Let’s look at the underlying activations

Hooks

Jeremy’s implementation is kind of a mess so I did a bit of refactoring. Hooks are just another kind of callback in the PyTorch universe, so we can adopt our Callback conventions.


source

Hook

 Hook (m, f)

Wrapper for a PyTorch hook, facilitating adding instance state


source

HooksCallback

 HooksCallback (hook_cls, mods=None, mod_filter=<function noop>,
                on_train=True, on_valid=False)

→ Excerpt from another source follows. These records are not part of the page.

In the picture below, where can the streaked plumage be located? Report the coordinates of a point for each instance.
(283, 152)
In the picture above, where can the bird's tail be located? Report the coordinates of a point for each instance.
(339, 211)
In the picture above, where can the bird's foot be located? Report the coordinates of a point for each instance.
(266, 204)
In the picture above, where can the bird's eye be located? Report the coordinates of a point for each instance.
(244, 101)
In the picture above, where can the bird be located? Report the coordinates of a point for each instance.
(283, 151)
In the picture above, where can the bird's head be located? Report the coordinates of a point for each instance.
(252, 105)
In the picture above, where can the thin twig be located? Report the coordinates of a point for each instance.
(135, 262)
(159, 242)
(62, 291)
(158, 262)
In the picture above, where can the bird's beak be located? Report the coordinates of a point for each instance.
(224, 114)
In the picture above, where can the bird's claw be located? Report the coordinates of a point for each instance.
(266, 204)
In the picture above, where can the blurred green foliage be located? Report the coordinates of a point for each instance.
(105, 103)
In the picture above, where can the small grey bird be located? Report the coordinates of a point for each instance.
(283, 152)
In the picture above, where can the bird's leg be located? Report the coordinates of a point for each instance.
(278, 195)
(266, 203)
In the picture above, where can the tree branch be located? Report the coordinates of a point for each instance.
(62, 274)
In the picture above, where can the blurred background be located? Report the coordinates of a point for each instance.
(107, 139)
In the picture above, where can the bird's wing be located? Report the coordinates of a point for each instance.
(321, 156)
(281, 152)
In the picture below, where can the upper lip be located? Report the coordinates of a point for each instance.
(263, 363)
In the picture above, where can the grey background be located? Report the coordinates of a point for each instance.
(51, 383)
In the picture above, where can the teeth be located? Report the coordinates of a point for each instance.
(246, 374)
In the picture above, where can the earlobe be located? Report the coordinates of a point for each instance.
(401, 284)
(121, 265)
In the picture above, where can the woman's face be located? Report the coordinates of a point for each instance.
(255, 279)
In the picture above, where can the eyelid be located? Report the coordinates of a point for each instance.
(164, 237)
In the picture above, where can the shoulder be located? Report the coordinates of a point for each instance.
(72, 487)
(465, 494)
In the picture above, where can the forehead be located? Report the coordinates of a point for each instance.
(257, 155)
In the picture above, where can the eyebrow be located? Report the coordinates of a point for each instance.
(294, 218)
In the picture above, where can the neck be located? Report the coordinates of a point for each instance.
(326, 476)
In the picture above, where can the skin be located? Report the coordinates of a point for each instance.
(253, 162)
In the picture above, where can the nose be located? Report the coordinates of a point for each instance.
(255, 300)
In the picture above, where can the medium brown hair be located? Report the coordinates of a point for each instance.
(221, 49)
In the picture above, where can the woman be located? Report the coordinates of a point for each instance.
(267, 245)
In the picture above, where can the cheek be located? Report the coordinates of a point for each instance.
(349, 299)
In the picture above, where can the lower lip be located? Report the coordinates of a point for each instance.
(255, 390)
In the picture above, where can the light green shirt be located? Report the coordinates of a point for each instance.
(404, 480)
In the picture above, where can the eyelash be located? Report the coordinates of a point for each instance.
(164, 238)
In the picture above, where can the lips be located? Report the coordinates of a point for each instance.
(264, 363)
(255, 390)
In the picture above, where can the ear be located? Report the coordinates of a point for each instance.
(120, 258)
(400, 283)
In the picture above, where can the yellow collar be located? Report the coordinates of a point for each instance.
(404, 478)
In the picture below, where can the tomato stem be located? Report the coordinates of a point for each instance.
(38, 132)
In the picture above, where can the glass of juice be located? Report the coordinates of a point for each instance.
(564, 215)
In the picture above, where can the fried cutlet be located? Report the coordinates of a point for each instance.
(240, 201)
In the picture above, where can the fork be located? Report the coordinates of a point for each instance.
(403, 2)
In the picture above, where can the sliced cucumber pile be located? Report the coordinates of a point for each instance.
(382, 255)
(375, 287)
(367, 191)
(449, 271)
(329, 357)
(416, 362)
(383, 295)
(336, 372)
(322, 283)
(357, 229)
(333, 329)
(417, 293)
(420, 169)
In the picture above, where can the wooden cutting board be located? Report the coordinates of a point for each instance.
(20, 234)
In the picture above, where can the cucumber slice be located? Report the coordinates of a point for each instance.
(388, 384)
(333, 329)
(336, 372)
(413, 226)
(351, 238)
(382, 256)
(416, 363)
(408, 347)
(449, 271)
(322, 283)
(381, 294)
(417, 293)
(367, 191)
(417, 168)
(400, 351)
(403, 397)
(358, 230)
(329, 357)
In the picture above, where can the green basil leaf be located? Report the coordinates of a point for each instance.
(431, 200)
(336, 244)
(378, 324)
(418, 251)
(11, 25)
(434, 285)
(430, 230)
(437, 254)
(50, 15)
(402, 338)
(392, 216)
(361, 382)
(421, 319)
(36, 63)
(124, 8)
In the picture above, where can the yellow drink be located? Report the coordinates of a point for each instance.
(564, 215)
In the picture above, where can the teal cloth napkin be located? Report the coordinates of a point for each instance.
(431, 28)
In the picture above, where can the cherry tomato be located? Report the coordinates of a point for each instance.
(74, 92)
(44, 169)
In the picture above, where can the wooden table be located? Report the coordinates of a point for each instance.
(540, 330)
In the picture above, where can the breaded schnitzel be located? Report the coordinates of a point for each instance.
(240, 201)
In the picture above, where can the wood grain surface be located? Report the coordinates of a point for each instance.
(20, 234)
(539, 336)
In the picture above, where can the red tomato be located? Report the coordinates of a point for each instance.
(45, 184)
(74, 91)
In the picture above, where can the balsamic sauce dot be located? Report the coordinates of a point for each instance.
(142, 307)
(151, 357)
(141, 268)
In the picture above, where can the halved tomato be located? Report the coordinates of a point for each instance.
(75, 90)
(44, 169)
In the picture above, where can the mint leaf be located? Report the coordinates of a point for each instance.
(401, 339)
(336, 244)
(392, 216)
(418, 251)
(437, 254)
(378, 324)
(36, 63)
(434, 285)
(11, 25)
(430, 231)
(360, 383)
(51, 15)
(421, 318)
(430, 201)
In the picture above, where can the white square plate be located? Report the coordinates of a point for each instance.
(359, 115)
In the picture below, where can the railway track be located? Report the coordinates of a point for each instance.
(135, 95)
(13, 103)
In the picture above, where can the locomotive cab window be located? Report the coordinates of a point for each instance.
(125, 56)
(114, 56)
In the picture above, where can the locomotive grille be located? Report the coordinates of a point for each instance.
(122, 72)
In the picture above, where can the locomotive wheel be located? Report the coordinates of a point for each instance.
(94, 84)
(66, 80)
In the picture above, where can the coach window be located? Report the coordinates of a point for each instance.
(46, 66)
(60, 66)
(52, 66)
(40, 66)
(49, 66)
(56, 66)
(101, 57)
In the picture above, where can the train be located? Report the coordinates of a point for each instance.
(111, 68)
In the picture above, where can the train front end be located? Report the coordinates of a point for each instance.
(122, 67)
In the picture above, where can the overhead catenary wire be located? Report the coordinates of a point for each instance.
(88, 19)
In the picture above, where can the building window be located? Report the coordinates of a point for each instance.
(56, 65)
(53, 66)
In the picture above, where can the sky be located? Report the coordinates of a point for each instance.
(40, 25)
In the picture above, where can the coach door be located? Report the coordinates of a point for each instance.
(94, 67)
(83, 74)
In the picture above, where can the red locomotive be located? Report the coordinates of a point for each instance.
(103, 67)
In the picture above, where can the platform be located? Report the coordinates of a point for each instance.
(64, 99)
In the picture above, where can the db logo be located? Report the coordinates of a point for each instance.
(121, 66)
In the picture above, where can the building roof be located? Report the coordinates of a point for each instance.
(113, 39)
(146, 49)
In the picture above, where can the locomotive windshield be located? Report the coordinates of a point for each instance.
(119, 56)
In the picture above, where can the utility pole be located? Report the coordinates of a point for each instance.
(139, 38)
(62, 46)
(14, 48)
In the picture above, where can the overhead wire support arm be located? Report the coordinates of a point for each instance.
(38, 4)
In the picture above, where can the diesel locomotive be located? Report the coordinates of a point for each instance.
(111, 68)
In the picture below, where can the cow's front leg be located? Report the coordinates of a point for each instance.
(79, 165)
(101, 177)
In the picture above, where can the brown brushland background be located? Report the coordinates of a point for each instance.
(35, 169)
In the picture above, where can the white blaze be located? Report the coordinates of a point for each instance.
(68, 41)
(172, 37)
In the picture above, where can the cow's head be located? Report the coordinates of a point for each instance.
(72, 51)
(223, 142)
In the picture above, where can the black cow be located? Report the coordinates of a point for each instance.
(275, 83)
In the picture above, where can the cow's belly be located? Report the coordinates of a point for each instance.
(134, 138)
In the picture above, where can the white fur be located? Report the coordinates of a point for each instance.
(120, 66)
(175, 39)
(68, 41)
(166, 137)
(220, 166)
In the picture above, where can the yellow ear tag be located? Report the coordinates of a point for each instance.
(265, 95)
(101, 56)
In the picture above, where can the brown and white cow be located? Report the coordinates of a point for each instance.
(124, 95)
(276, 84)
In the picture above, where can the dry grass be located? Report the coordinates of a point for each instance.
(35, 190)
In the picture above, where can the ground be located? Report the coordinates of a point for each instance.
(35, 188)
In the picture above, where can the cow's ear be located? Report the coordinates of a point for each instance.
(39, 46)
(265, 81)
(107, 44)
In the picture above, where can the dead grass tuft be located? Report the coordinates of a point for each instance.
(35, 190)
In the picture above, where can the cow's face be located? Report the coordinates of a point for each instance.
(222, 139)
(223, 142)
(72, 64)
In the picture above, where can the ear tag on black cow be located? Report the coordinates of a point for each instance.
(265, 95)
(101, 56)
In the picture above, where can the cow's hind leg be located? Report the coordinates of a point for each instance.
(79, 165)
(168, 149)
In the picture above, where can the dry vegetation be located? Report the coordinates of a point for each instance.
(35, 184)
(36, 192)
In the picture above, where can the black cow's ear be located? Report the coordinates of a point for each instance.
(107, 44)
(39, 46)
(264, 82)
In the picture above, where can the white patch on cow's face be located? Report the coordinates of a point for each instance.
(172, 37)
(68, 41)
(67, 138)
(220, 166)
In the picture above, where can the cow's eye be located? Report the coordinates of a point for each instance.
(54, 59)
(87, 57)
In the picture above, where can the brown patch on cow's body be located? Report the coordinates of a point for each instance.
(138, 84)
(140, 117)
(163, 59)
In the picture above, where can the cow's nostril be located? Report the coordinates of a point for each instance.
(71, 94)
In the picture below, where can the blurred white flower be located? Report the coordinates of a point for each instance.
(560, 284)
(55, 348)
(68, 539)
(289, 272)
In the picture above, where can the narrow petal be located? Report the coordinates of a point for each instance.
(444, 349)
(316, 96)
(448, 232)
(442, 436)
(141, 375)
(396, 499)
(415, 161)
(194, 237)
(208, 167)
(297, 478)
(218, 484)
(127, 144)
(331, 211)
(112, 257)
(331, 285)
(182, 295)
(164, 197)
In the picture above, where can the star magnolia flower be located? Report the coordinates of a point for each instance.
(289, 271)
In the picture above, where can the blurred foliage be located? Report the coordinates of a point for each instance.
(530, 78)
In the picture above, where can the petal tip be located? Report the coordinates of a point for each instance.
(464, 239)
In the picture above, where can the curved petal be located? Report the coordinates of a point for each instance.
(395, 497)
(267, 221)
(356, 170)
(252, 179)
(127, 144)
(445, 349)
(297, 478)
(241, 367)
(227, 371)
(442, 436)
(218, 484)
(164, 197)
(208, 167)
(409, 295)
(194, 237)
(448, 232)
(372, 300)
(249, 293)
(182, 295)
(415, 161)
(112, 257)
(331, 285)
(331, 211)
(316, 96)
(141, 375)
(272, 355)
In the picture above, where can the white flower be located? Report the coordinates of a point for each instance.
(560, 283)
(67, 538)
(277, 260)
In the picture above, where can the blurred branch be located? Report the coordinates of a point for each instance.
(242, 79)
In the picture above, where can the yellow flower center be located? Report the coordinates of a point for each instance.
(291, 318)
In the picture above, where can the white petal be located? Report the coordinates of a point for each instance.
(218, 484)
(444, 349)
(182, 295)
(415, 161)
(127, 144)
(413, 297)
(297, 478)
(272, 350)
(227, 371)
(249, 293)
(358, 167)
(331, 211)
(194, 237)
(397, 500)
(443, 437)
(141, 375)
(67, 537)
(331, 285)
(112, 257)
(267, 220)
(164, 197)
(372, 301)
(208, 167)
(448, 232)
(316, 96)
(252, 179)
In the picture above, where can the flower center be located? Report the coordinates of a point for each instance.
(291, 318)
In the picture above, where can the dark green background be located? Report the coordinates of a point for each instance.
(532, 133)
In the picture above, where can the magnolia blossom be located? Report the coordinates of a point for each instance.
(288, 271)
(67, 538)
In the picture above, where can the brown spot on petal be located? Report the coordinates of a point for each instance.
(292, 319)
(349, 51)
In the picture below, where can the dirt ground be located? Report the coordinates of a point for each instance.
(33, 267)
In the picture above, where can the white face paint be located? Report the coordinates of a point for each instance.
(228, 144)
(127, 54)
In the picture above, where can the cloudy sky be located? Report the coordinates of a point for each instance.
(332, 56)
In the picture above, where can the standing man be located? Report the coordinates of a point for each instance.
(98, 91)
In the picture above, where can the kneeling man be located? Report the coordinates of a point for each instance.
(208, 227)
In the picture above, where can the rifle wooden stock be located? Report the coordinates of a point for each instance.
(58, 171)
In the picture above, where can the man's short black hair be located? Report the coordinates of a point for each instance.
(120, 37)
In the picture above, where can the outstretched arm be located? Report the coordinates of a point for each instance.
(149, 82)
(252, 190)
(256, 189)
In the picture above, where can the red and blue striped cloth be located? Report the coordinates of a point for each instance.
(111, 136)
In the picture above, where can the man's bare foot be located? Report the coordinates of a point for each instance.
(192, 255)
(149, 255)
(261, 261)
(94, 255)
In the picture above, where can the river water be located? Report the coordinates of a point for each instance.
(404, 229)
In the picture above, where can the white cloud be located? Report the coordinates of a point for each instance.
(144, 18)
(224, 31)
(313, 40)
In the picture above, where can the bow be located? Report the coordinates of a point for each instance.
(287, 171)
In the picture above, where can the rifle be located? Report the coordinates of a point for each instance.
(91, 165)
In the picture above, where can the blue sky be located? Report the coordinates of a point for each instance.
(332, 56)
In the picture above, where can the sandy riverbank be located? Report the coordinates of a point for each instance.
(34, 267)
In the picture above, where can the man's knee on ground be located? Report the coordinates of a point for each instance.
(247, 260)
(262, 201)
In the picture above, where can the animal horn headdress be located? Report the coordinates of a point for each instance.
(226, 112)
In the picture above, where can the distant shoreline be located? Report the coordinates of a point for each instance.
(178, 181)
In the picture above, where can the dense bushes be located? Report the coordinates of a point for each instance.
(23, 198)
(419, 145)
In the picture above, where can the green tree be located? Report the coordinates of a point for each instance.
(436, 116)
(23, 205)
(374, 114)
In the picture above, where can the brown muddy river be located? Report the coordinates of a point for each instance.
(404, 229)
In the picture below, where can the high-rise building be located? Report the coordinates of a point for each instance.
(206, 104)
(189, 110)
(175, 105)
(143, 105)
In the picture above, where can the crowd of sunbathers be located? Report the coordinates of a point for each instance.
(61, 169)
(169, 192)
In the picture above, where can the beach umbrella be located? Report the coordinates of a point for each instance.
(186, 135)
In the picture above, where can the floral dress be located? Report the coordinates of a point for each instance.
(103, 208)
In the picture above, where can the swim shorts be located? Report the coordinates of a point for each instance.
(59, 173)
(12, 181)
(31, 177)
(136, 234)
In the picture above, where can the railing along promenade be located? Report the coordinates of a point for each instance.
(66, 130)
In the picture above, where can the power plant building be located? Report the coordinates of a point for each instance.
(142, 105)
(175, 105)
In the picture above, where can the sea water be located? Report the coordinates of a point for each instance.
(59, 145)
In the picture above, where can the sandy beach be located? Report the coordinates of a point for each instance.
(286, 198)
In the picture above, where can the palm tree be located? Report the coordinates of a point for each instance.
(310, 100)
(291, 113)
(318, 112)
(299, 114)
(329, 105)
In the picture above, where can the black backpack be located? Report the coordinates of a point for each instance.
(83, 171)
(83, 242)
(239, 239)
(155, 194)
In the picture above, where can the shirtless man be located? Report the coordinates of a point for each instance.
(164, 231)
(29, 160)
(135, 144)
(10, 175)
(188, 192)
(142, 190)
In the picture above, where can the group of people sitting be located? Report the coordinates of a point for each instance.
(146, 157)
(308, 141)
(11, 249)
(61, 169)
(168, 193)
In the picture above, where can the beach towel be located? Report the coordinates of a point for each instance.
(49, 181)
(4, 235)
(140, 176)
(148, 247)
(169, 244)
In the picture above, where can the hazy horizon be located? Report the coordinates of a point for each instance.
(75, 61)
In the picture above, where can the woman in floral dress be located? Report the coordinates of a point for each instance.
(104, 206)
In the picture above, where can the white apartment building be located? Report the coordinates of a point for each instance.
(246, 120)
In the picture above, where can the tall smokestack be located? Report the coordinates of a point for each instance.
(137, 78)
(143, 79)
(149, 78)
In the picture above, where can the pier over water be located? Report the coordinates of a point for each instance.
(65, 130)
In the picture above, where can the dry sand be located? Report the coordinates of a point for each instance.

Container for hooks with clean up and and options to target certain modules

That being implemented, we can subclass these for adding hook behaviors.


source

StoreModuleStats

 StoreModuleStats (m, on_train=True, on_valid=False, periodicity=1)

A hook for storing the activation statistics


source

StoreModuleStatsCB

 StoreModuleStatsCB (mods=None, mod_filter=<function noop>, on_train=True,
                     on_valid=False, hook_kwargs=None)

Callback for plotting the layer-wise activation statistics

Now, we can rerun while keeping track of the activation stats

model = CNN()
cb = StoreModuleStatsCB(mods=model.layers)
train(model=model, extra_cbs=[cb])
cb.mean_std_plot()
MulticlassAccuracy loss epoch train
0.169 2.274 0 train
0.199 2.096 0 eval

cb.hist_plot()

Jeremy makes the point that his network isn’t training because the weights are close to 0, which makes them “dead units.”

⚠️ Generally, the mean should be 0 and the standard deviation should be close to 1.

Ultimately, Jeremy recommends simply abandoning any training run where the activation variance increases and crashes.